Instant Pot Yogurt

There are many ways to make yogurt - but this one is my favorite:

  1. Skim your cream off of your milk to use for other goodies.

  2. Fill your instant pot up to max capacity fill line (typically a little over 1 gallon’s worth of milk.)

  3. On the saute setting, add 30 minutes and allow your milk to heat up to 180 degrees. Make sure you stir to avoid milk from burning at the bottom.

  4. Once it’s 180 degrees, use oven mits to move the insert bowl the stove top or on a trivet to cool. (You can speed up cooling by putting the pot in an ice bath). Without an ice bath you’re looking at a cooling time of over an hour.

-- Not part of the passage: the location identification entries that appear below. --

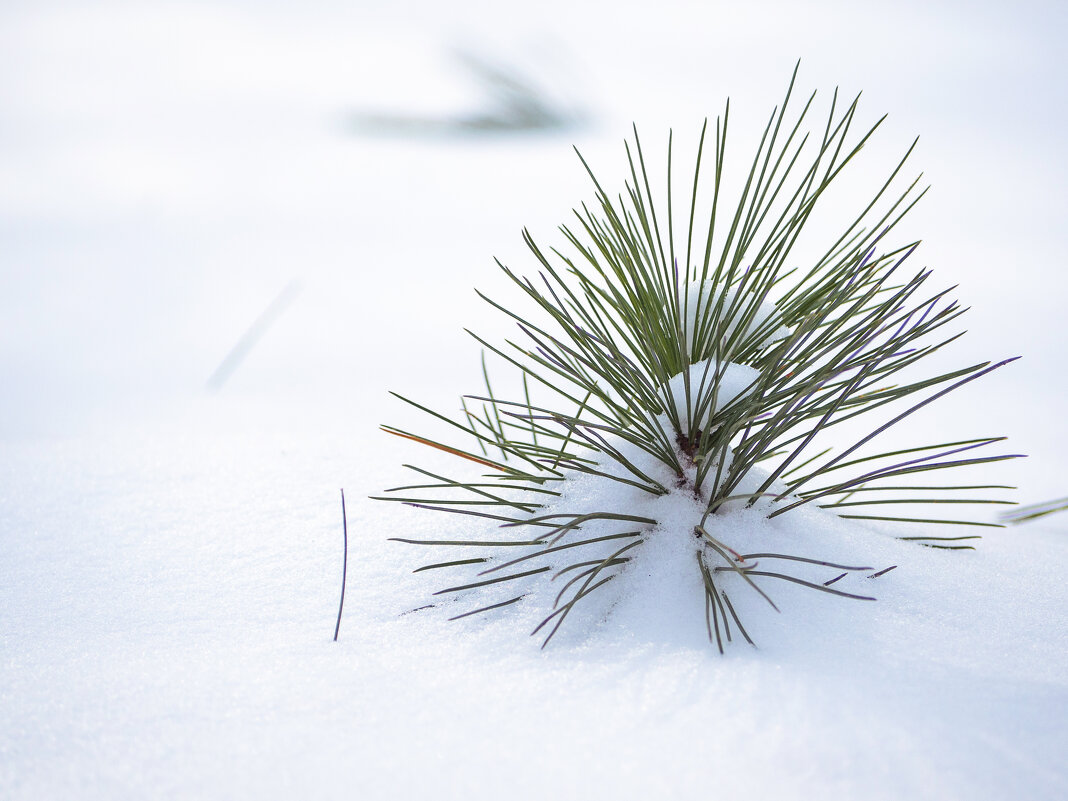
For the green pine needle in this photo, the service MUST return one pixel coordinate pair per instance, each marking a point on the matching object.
(709, 343)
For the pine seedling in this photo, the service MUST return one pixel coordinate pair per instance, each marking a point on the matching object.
(697, 358)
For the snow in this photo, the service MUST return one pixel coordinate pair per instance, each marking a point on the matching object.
(705, 389)
(702, 298)
(170, 556)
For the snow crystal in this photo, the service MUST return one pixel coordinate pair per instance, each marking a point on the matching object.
(707, 383)
(701, 299)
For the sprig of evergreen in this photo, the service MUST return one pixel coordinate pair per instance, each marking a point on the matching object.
(693, 344)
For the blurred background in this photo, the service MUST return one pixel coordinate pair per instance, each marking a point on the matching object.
(285, 206)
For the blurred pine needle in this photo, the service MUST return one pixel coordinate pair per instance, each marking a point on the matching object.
(687, 341)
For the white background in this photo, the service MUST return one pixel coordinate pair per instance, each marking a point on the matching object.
(170, 555)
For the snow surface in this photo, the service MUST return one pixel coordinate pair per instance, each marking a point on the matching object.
(170, 556)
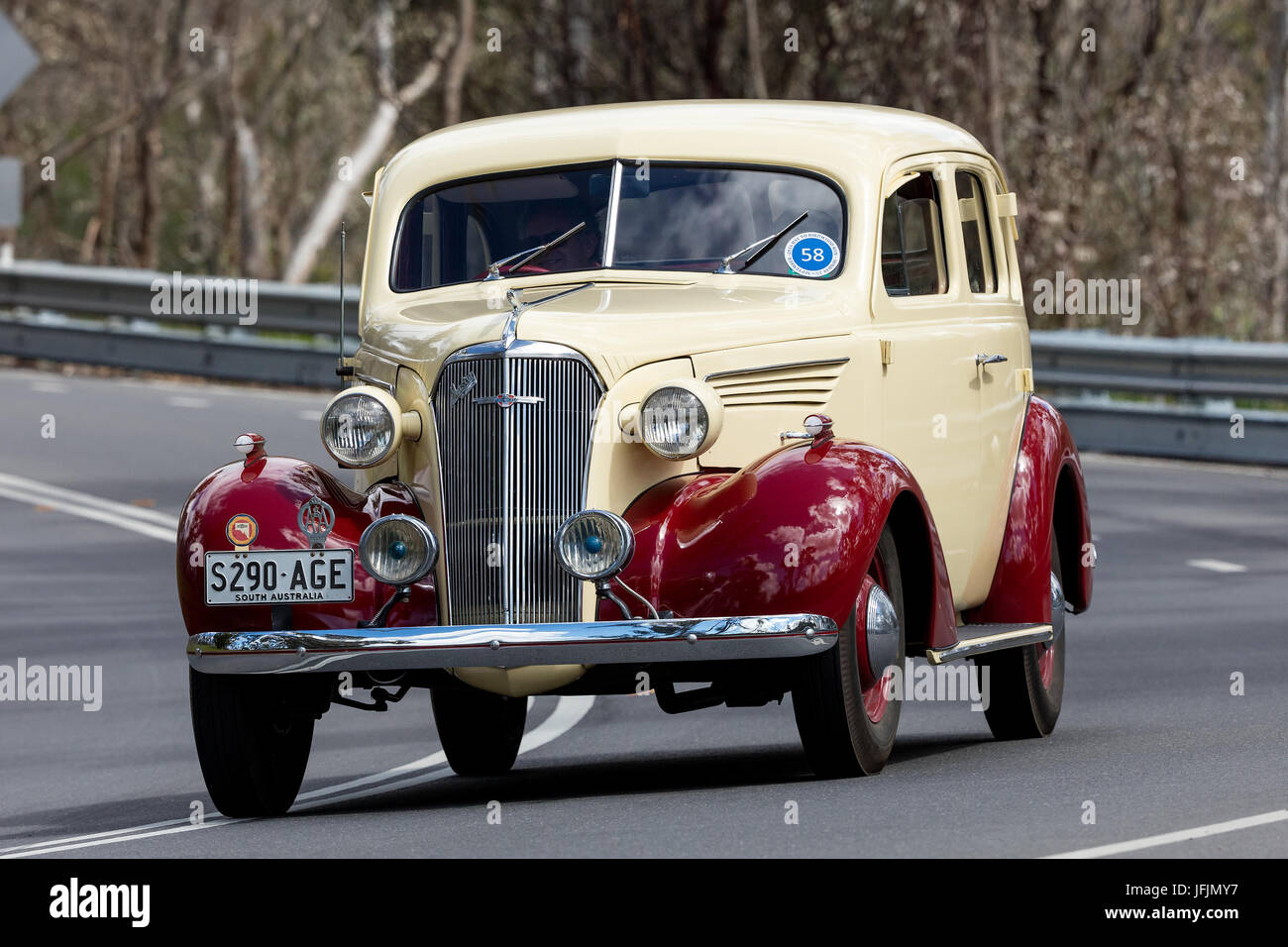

  5. Let the milk cool until 108 degrees.

  6. Add yogurt (store bought or saved starter from previous batch) to the milk and incorporate well.

  7. Using your oven mits, place your bowl back into the instant pot and put the lid on.

  8. Choose the yogurt setting and set your time for 24 hours.

  9. Once time is up, release pressure and open the lid.

  10. Skim 1/2 cup of yogurt off of the top of the yogurt and save it for your next batch.  If you’re making another batch in a week, store in fridge.  If you won’t be making another batch for longer, store in the freezer.

  11. Using a cheesecloth, strain the yogurt over a bowl to catch the whey. The longer you strain it for, the thicker your yogurt will be.

  12. Serve as is or to sweeten add blended fruit, honey, maple syrup, vanilla extract or whatever add in’s you’d like.